The House Judiciary Committee has tabled the Stop Online Piracy Act until “early next year,” but the fight to stop SOPA isn’t yet over. Fortunately, advocates for informed Internet policy have recently gained a couple crucial allies in that fight.
Yesterday, for example, Hollywood star Ashton Kutcher posted an indictment of SOPA on his blog. That’s actually highly significant because Hollywood (not surprisingly, given that movies are an oft-pirated product) has provided a lot of the firepower for SOPA. The Motion Picture Association of America, for example, has lobbied for the bill. But Kutcher recognizes what MPAA officials apparently don’t: SOPA creates more problems than it solves. Kutcher writes:
At its core SOPA unwillingly recruits Internet industry companies like social networks, ISP’s and search engines to become policing agents and legally liable for it’s users content. Forcing social media sites and ISP’s responsible for users content is amazingly burdensome and costly. SOPA will create economic problems for Internet start-ups which will be an additional negative side effect. This may cause a slow down in the Internet economic sector, which is providing real jobs and innovation for the US economy. …
Moreover, what is most shocking, is SOPA’s idea of giving judges determination of Internet DNS. The bill suggests DNS administrators remove bad actor domains on judges orders; thus breaking the fundamentals of the Internet. It is a disastrous precedent to have Congress legislate Internet DNS control.
Placing search engines and ISP’s in the middle of policing for piracy is plain and simply a bad and confused attempt by well meaning people that fundamentally don’t understand how the the Internet works.
That’s a point that has been raised again and again: SOPA seems to have been written and promoted by folks who don’t fully understand the Internet. (That’s not a cheap shot; plenty of people don’t, even folks who use it unthinkingly every day.) For example, Utah Republican Rep. Jason Chaffetz — who was born in Silicon Valley — has pleaded with the House Judiciary Committee to “bring in the nerds” to speak to the pros and cons of SOPA. That, he says, is the only responsible alternative to continuing to listen blindly and one-sidedly to special-interest groups like Hollywood. “We haven’t done our due diligence,” Chaffetz said.
Meantime, in the think tank world, The Heritage Foundation also took a stand against SOPA. That, too, is no small matter, given the odd lines that divide the pro-and-anti-SOPA factions.
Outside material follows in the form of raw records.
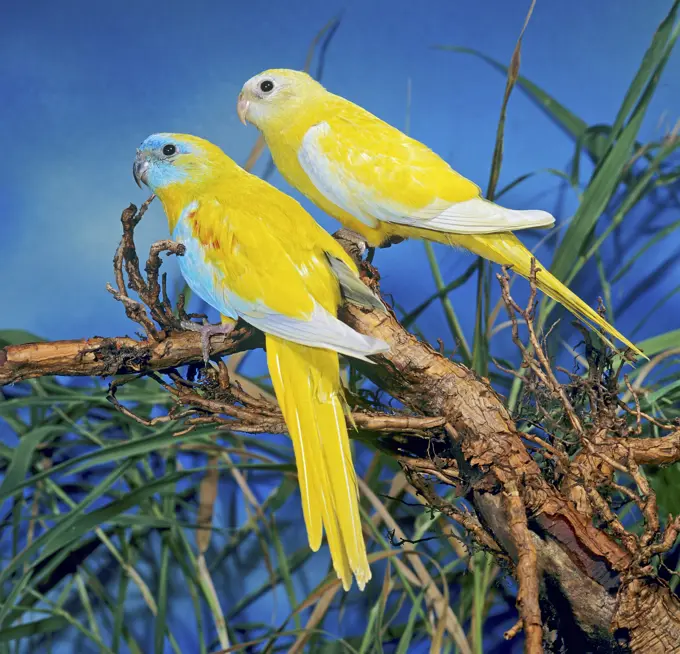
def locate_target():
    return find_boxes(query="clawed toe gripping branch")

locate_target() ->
[2,201,680,653]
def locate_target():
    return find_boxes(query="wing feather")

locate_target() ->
[173,191,388,361]
[325,254,385,312]
[234,298,388,361]
[298,121,554,234]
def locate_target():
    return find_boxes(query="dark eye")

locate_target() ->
[162,144,176,156]
[259,80,274,93]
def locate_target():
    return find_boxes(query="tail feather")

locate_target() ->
[266,335,371,591]
[436,231,645,358]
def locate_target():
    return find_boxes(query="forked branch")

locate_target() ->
[2,203,680,653]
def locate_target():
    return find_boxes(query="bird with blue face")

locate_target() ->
[133,133,389,591]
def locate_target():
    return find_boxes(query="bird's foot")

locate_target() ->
[333,229,369,264]
[181,320,236,367]
[332,229,404,263]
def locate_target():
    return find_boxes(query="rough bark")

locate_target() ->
[613,579,680,653]
[0,329,259,385]
[2,217,680,653]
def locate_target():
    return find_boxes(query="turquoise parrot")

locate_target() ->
[134,133,390,590]
[237,69,643,357]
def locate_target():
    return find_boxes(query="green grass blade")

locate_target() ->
[402,261,477,330]
[0,461,133,590]
[155,453,176,654]
[269,520,301,631]
[595,253,614,324]
[473,0,536,376]
[471,262,489,375]
[0,430,206,503]
[112,531,131,653]
[0,426,68,500]
[611,217,680,284]
[155,538,171,654]
[423,242,471,364]
[395,592,426,654]
[357,602,381,654]
[75,572,102,644]
[646,378,680,405]
[604,0,680,150]
[0,617,68,644]
[632,284,680,335]
[548,13,680,287]
[436,46,589,145]
[423,241,471,365]
[564,132,680,291]
[43,471,191,558]
[0,571,34,627]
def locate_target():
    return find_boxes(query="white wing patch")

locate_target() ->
[173,203,388,362]
[299,122,555,234]
[299,123,380,229]
[399,197,555,233]
[236,300,389,362]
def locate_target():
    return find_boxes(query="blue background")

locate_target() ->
[1,1,679,651]
[2,0,678,346]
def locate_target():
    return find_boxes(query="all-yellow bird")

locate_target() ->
[237,69,643,357]
[134,133,390,590]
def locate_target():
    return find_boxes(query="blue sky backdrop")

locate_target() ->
[2,0,678,354]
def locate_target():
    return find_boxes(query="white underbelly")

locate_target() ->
[172,219,238,320]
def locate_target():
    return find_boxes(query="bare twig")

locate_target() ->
[4,203,680,652]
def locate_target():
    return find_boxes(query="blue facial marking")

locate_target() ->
[139,133,194,155]
[137,133,195,190]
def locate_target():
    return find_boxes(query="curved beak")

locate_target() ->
[133,152,149,189]
[237,92,250,126]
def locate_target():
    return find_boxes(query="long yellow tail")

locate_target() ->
[266,335,371,590]
[425,230,644,358]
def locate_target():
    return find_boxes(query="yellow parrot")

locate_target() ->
[133,133,390,590]
[237,69,643,357]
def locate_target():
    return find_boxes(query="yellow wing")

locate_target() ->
[282,103,642,357]
[148,131,382,591]
[173,176,386,359]
[295,100,554,234]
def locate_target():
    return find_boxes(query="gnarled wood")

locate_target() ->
[3,217,680,652]
[613,579,680,653]
[0,329,259,386]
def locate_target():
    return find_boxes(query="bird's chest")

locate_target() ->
[267,127,314,191]
[171,215,239,319]
[272,123,388,247]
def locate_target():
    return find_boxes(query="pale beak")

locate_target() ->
[133,152,149,188]
[237,93,250,126]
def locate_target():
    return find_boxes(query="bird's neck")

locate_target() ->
[155,182,197,233]
[259,95,323,138]
[156,167,244,233]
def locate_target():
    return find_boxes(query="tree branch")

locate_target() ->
[3,203,680,653]
[0,330,258,386]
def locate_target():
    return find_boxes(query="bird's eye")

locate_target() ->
[162,144,177,156]
[259,80,274,93]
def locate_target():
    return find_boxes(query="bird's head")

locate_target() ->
[237,69,325,129]
[133,133,227,194]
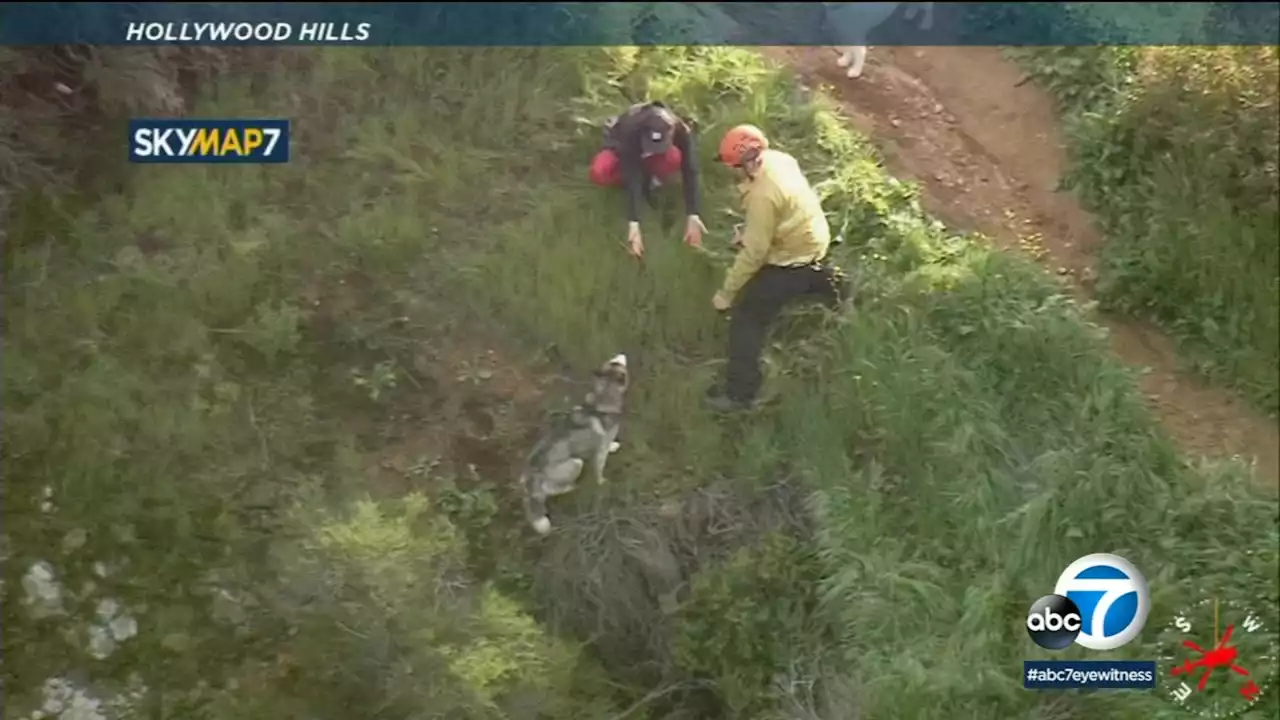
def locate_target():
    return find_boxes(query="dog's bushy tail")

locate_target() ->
[522,472,552,535]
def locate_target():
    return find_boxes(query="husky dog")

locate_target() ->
[824,2,935,79]
[522,353,629,535]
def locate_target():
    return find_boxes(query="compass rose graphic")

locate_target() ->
[1156,596,1280,719]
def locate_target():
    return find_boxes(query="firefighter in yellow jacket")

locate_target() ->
[705,124,844,412]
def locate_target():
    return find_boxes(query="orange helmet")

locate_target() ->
[717,124,768,167]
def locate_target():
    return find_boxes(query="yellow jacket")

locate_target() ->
[719,149,831,302]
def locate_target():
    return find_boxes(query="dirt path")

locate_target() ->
[763,46,1278,486]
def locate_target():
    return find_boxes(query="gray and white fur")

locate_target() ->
[521,353,629,535]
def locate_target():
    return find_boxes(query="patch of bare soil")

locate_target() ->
[303,268,569,526]
[762,45,1278,486]
[370,336,571,498]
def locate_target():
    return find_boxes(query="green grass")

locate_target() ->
[4,42,1279,719]
[1009,45,1280,417]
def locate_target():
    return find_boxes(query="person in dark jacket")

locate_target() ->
[589,101,707,258]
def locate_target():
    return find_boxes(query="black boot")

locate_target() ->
[704,385,756,413]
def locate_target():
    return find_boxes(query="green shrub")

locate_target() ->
[674,532,826,718]
[1014,44,1280,414]
[257,493,615,719]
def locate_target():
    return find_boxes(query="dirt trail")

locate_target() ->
[763,46,1278,486]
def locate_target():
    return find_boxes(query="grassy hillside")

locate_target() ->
[4,42,1278,719]
[1011,43,1279,416]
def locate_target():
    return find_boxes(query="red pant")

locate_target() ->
[589,146,683,186]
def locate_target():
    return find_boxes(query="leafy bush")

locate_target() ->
[257,493,613,719]
[0,46,234,235]
[674,532,826,718]
[1013,43,1280,414]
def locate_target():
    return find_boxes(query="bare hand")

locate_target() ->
[731,223,744,249]
[627,222,644,258]
[712,291,732,311]
[684,214,707,248]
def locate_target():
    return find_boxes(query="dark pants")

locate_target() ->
[724,261,843,402]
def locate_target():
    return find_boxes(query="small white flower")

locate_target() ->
[96,598,120,621]
[40,678,69,713]
[28,563,53,582]
[61,528,88,553]
[109,613,138,642]
[62,688,107,720]
[88,624,117,660]
[22,561,66,618]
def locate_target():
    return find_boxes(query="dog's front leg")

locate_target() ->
[588,440,611,486]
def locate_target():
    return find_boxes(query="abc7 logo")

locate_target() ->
[1026,594,1084,650]
[1026,553,1151,651]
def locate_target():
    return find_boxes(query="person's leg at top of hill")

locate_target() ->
[588,101,708,258]
[705,124,846,412]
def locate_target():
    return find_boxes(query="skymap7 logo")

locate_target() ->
[128,119,290,164]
The business community, for example, has been very divided about the issue. In a WebMemo yesterday, James Gattuso, a senior fellow in regulatory policy, cautioned legislators to consider “the unintended consequences” of SOPA. He explains:
A number of concerns have been raised. One is that, by blocking “resolution” of IP addresses by servers in the U.S., users (and their browsers) would instead use less secure servers elsewhere to continue accessing blocked sites. Some have also said such domain-name filtering could disrupt access to other, non-infringing domain names. There are also concerns that SOPA could interfere with deployment of a newly developed Internet security system known as “DNSSEC” (which is intended to ensure the successful “resolution” of IP addresses), further weakening security.
SOPA would undercut other policy goals as well. The requirement that search engines omit links to rogue sites undercuts the role of search firms as trusted intermediaries in conveying information to users. There are, of course, other circumstances where search engines already omit information and links—for instance, Google routinely screens out child pornography from its search results. But there has never been a government mandate that information be withheld from search results. Imposing such a mandate would represent the first step down a classic slippery slope of government interference that has no clear stopping point.
Arguably, the limits placed on search engines as well as other third parties under SOPA would also violate constitutional protections of freedom of speech. But even if not barred legally, any such restrictions should be imposed only after the most careful consideration, only when absolutely necessary, and even then, to the smallest degree possible.
Bottom line: Everybody agrees piracy is a problem — but SOPA is not the way to stop it. Rest easy over the holidays knowing Congress didn’t inadvertently create a major Internet firewall, but keep your eyes on this when the House Judiciary Committee resumes its discussion next year.